Today, the four La Porte police officers who answered the call for help more than seven years ago will face a federal civil rights lawsuit filed by Meadours’ family.
The officers -- Steven R. Ermel, Jeffery Dalton, Jeffrey N. Kominek and Stephen M. Martin -- were never indicted on criminal charges. For the family, today is a long-awaited chance for a jury to decide whether the police used excessive force in the killing.
“It’s been very hard to do this, and I’m dreading going through the whole thing again,” said Meadours’ mother, Stennie Meadours. “I just hope that these officers can be held accountable.”
Bob Meadours was a successful electrician who “could fix anything,” his mother said. He was kind and gentle -- a man who carried insects out of the house instead of killing them.

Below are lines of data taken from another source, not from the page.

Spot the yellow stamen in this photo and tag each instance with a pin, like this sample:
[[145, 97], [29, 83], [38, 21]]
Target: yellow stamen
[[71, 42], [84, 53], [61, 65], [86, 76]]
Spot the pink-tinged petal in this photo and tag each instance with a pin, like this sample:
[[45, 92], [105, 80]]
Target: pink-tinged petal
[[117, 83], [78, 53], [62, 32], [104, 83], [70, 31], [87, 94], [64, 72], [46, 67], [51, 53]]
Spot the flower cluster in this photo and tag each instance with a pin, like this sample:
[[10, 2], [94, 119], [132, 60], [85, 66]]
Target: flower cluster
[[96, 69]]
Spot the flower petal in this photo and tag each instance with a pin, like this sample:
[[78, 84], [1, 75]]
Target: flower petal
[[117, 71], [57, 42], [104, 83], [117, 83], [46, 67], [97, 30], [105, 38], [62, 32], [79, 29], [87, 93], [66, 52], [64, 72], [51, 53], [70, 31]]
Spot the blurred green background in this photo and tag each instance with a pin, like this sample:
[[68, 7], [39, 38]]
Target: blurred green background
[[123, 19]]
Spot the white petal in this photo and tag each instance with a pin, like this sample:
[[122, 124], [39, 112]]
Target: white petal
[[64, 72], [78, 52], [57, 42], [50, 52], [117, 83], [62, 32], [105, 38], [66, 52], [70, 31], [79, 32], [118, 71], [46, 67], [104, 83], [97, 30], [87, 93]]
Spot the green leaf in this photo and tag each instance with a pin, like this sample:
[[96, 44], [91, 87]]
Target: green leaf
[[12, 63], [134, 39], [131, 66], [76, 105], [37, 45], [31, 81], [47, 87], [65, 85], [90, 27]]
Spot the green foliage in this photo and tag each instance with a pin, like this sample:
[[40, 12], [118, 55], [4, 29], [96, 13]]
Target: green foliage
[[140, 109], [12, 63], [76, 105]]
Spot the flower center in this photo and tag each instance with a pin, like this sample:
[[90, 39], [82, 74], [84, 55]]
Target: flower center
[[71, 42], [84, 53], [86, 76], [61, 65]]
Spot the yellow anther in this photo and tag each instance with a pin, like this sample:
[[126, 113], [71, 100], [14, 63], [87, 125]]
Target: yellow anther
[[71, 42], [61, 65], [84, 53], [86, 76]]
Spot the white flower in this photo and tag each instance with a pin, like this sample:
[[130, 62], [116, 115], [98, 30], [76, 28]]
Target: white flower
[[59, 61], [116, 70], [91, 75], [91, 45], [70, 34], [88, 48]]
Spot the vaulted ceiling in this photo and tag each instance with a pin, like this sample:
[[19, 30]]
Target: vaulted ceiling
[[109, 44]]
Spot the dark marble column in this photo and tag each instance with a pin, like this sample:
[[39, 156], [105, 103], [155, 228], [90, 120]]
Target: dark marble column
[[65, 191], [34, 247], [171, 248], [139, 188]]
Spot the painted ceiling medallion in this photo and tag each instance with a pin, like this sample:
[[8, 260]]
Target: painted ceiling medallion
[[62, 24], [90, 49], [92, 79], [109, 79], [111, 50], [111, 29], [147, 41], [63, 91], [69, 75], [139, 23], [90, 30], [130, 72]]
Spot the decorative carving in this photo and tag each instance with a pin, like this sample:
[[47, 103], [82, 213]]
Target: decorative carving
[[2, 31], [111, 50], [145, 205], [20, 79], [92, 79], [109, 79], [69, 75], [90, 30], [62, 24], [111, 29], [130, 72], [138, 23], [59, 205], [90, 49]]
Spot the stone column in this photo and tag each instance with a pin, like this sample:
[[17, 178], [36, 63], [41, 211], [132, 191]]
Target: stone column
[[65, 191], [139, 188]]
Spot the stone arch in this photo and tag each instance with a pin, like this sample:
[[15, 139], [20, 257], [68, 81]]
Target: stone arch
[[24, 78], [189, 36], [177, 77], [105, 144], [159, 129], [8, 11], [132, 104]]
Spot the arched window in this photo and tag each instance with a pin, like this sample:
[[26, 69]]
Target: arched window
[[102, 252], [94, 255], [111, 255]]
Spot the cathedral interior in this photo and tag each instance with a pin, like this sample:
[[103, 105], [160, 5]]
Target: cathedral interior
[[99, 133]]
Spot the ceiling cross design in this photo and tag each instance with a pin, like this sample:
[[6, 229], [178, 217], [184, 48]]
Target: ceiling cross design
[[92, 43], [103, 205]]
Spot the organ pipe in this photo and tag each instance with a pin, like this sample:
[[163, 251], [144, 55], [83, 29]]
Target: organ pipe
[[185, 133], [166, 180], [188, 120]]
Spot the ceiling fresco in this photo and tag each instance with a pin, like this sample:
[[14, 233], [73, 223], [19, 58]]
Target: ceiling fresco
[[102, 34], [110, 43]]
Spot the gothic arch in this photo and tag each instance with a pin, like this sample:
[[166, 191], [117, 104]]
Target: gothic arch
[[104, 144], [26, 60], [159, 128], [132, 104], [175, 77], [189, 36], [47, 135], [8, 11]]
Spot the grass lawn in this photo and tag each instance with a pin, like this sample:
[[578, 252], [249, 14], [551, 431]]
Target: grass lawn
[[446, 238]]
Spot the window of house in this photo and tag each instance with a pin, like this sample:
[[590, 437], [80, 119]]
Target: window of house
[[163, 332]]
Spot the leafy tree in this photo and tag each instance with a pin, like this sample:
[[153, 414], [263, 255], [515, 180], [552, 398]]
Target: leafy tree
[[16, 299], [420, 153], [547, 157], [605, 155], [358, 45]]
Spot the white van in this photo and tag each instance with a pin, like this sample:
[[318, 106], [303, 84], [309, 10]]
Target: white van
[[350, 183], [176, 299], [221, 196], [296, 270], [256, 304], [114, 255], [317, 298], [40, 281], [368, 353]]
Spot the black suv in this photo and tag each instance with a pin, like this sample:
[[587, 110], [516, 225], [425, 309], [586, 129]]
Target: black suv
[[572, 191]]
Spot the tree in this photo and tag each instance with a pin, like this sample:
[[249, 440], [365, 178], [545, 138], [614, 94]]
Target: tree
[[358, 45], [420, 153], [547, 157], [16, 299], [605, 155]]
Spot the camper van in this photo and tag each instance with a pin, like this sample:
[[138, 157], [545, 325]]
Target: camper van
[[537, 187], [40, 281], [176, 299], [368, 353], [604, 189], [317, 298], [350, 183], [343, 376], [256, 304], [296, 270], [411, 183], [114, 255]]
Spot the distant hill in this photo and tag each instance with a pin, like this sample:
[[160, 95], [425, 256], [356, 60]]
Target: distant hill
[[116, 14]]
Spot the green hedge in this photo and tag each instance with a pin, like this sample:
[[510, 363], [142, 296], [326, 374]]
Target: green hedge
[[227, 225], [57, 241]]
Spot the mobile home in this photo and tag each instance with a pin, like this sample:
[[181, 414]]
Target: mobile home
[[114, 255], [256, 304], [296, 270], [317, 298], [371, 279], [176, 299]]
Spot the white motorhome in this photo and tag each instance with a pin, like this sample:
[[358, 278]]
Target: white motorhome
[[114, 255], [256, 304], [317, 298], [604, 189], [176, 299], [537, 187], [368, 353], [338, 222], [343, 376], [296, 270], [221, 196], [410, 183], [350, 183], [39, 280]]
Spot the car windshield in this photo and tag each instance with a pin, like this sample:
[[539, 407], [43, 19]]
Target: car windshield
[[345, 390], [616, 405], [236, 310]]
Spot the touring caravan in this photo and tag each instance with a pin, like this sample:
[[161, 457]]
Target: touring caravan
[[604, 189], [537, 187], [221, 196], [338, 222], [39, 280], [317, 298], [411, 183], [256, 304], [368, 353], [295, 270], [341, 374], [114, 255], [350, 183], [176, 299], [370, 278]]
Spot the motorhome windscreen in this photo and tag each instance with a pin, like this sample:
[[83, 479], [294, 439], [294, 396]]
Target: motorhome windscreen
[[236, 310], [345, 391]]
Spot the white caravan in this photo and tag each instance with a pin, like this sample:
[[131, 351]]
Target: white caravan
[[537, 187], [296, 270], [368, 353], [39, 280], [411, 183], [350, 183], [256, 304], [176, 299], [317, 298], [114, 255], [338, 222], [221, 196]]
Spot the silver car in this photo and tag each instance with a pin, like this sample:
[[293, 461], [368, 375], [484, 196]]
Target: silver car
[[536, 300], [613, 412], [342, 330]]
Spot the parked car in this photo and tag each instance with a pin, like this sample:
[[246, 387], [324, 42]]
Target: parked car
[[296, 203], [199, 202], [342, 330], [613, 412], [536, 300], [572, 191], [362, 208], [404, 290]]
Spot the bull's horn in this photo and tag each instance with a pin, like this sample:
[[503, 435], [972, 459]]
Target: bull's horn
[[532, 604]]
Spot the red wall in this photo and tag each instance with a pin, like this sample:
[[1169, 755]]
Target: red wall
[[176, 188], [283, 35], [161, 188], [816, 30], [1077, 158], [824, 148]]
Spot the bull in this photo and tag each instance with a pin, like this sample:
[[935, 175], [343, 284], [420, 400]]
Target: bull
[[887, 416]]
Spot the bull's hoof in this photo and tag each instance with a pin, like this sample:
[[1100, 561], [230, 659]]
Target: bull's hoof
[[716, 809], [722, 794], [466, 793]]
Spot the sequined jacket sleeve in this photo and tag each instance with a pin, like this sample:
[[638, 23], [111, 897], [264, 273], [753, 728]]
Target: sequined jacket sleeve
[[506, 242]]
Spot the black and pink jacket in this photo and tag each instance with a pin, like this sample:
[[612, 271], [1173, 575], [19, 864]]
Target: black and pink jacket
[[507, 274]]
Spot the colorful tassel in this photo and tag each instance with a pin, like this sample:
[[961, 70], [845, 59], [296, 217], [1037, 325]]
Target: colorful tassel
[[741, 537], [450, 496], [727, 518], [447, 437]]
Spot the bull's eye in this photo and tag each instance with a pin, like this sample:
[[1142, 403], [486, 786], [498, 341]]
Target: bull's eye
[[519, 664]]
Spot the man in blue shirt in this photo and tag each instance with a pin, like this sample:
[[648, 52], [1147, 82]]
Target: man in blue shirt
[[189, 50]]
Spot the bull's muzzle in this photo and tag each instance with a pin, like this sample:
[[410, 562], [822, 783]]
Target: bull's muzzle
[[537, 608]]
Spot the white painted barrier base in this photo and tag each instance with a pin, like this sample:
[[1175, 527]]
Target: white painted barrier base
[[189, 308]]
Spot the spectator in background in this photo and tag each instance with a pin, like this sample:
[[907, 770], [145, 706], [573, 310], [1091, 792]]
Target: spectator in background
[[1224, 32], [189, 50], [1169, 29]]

He had a mental breakdown in the late 1980s, after which he was diagnosed with bipolar disorder. He took medication for a while, then eased off it and lived for a number of years without symptoms. The attacks of Sept. 11, 2001, however, triggered new bouts of depression. By late October of that year, he was becoming increasingly fearful and paranoid.
A few days before his death, his longtime partner, Martha Palacios, took him to a Baytown hospital for treatment, but the hospital would not admit him, his mother said. She did not know why.
He grew so disturbed that on Oct. 29 that year, his sister, Katie Raterink, reported he would not let his feet touch the ground for fear that it would kill him. Finally, after trying unsuccessfully to find a mental health professional who could intervene, the family called 911 for help getting Bob Meadours to a hospital.
He was perched on a porch swing in the backyard, holding a screwdriver, when the police came that evening.
When he refused to come with them, they shot him with a nonlethal “beanbag gun,” according to reports, but he climbed on top of a doghouse, still clinging to the screwdriver.
His sister was walking toward the house when she heard the gunshots. La Porte officials, who couldn’t be reached for comment Sunday, have insisted that deadly force was necessary because Bob Meadours attacked one of the officers with the screwdriver.
His family says the killing could have been avoided.
“They ended up creating the need to use deadly force,” said the Meadours’ attorney, Jeff Mundy. “The officers escalated it to that point.”
The shooting led state lawmakers to pass the Bob Meadours Act, which took effect in 2005 and requires all law officers to take a 16-hour training course in mental health crisis intervention. The Meadours family has taken comfort in knowing other officers have been better trained in responding to breakdowns, but Stennie Meadours said she hopes to see a jury send a firmer message.
“We never dreamed this was possible in the United States,” she said. “It’s devastated the whole family.”
Stennie Meadours said she has never received an apology from the Police Department, nor the individual officers. Mundy asked them in depositions whether they had any regrets about the shooting, or anything to say to the family. Three said they did not, according to Mundy. Only Kominek said he felt bad about what happened.